Why Good Posture Matters

Keeping your body in proper alignment helps you in many ways. Your bones, ligaments and muscles remain well-balanced and free to move correctly. Your lungs have the space they need to fully expand. Your pelvic organs are well supported by your abdominal muscles and function better. Correct head and neck position even makes chewing easier.

To better understand the importance of good posture try these moves.Don't do them if you have osteoporosis or osteopenia...

First practice bad posture. In standing, shift your head forward, stick your chin out, round your shoulders and slump. Then...
  • Try turning your head side to side 3 times, noticing how it feels.
  • Take a few deep breaths. How easy is it to breathe?
  • Pretend you are reaching into an overhead cupboard to get a dish with your right hand. Now try the move with your left arm. Again notice how you move.
  • Relax for a moment and stand as you naturally do.
Now try the movements with good posture. See yourself 2 inches taller than you really are. Don't force it, just see it in your minds eye and feel it in your body. Keeping this image, repeat the movements ...
  • Turn your head side to side 3 times. Notice the feel of the movement.
  • Take a few deep breaths. How easy is it to breathe?
  • Raise your right arm as if getting something out of an overhead cupboard. Try this with your left arm as well? How easily do your arms move?
See the difference. Did you feel how much easier you move and breathe when you are in proper alignment?

The Benefits Of Good Posture For Women Over 50

A sedentary life and poor habits of sitting, standing, moving and lying can cause bad posture at any age. As you get older the discs in your neck and back begin to dehydrate and your spine becomes more rigid, increasing your postural problems.

As women we also face a higher risk of developing certain diseases...
Osteoporosis is an excessive loss of bone density causing bones to break much more easily.
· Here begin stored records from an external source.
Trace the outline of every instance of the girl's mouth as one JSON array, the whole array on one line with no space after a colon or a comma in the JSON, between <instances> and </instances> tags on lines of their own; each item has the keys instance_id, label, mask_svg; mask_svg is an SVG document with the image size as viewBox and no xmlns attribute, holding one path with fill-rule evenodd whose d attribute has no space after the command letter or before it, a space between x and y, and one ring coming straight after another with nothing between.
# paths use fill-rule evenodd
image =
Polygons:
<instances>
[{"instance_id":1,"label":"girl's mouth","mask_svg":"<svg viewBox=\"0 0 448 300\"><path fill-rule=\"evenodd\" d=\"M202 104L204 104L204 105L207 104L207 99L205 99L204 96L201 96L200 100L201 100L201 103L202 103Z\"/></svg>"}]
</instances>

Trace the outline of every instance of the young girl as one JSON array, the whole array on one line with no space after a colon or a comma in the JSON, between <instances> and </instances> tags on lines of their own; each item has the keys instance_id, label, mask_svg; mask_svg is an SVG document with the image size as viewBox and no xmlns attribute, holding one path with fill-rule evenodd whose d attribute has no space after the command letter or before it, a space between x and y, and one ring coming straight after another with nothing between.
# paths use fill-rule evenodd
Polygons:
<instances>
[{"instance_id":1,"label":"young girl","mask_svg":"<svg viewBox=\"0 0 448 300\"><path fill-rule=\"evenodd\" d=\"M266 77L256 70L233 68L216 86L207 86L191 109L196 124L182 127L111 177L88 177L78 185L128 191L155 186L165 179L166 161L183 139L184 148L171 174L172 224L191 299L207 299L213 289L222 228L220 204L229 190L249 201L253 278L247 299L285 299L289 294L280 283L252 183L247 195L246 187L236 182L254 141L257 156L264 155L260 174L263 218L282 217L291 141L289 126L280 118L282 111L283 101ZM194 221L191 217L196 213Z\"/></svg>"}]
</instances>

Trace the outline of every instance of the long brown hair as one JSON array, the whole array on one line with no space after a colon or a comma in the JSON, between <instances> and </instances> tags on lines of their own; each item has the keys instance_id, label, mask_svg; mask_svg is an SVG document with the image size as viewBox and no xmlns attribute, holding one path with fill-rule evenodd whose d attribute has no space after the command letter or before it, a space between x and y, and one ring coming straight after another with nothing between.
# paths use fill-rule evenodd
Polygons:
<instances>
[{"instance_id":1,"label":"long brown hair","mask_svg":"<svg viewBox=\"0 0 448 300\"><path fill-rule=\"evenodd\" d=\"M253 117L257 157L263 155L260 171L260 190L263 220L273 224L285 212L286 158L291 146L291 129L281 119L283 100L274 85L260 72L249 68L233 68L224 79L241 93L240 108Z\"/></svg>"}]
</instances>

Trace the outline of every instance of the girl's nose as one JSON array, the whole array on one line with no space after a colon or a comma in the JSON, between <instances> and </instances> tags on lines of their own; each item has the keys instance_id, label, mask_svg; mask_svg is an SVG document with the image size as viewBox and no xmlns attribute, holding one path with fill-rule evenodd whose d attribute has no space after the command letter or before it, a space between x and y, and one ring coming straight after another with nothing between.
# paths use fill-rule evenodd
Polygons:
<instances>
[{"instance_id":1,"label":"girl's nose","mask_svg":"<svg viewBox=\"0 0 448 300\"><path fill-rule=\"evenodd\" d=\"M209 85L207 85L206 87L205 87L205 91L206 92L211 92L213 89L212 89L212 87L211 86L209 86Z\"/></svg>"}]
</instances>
Women are affected 4 times more often than men with this disease.

Scoliosis is a side to side curvature of the spine which affects 1 in 9 women. It can be a cause of chronic neck and back pain.

Frozen shoulder is exactly what it sounds like. The shoulder may initially become very painful and then loses the ability to move. This syndrome is found twice as often in women as in men. It usually occurs when women are between the ages of 40 and 70.
Women also live longer than men, giving our bodies more time to develop balance and degeneration issues. Good posture helps maintain balance and reduces the impact of stress on your body.

You can't reverse time. But with good posture and an active lifestyle you can maintain and even improve your body's ability to function - even as you age.Why not enjoy those extra years?

What if you've already been diagnosed with osteoporosis, scoliosis or a frozen shoulder? Schedule a consultation with a physical therapist. She or he can provide you with appropriate treatment and help you develop a postural and physical conditioning program to meet your needs.